今日、何かの菌がコロニーを作りつつある靴の洗濯をしてる時に思った。

自分の家の庭には、木が結構生えてる。一番デカイのは欅。デカくなり過ぎてちょっと困ってる。

その周辺を取り囲むように他の木が生えてて、ちょっとばかし鬱蒼としてる場所がある。

うちの庭に於ける数少ない日陰であり、我が家の天敵である蚊の温床でもあったりする。


毎年のことだが、夏になると数多の蝉が欅に留まって喚き始める。

そんだけ成虫が居るってことは、まあ彼等の脱け殻も多い訳で。

庭ではしょっちゅう脱け殻を見かける。

今日も靴洗いが終わった後に、庭を探し回って数えてみたりなんかした。


蝉の脱け殻ってのは、大して珍しいものじゃない。

けど、考えてみると不思議な殻だ。中から出てくる奴は、殻に篭る前とは全く別の姿なんだから。

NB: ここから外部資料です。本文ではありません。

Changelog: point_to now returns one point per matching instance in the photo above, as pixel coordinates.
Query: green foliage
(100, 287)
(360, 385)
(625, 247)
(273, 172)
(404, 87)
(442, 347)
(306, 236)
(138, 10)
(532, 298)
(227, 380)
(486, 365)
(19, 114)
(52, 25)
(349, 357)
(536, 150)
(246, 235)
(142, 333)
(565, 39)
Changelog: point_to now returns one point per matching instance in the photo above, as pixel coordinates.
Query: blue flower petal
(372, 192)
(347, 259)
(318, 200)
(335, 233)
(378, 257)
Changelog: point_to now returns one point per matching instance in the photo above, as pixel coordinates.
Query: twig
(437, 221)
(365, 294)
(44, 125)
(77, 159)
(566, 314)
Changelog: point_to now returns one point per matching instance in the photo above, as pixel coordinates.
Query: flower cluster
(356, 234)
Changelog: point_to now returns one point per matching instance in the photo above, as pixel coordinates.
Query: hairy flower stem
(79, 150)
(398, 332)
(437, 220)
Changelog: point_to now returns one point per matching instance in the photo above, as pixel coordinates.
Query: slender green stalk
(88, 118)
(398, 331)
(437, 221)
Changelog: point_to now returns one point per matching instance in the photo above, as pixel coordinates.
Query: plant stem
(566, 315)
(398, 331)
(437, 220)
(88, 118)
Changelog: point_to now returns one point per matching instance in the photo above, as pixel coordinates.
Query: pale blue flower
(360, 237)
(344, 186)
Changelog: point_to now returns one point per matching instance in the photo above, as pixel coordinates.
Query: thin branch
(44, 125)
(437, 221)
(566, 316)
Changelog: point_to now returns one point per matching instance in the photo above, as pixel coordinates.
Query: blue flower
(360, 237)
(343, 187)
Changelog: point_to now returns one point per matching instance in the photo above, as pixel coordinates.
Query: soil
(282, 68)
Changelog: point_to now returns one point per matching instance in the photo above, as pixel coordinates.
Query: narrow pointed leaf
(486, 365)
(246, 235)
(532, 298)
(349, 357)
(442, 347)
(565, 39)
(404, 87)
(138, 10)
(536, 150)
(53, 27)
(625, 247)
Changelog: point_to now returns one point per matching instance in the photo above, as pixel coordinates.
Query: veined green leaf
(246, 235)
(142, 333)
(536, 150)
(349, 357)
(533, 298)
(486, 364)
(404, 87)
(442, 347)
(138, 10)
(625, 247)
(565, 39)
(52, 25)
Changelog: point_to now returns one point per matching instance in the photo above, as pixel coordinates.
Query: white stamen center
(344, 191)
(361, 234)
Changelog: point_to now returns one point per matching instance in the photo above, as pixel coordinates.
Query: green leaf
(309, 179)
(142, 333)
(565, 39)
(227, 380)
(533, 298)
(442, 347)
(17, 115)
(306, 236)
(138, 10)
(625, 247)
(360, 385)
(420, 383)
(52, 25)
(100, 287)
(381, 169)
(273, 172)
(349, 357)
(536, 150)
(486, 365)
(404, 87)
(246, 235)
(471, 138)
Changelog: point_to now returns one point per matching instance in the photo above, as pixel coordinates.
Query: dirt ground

そして出て行った奴の寿命はたった一週間。あまりに短い。カゲロウとかは論外として。

まるで殻に、生きるのに大切な何かを置いてきてしまったみたいに。


そしたら、そこに魂とかの半分でも残ってておかしかないんじゃないか。

そんなことを思った。

中身を包んでる、蝉の殻。

出ていく前は、正真正銘の蝉の子を。出ていった後は、残された何かを。



…こんな感じの話、漆原先生が描いてくれないかな。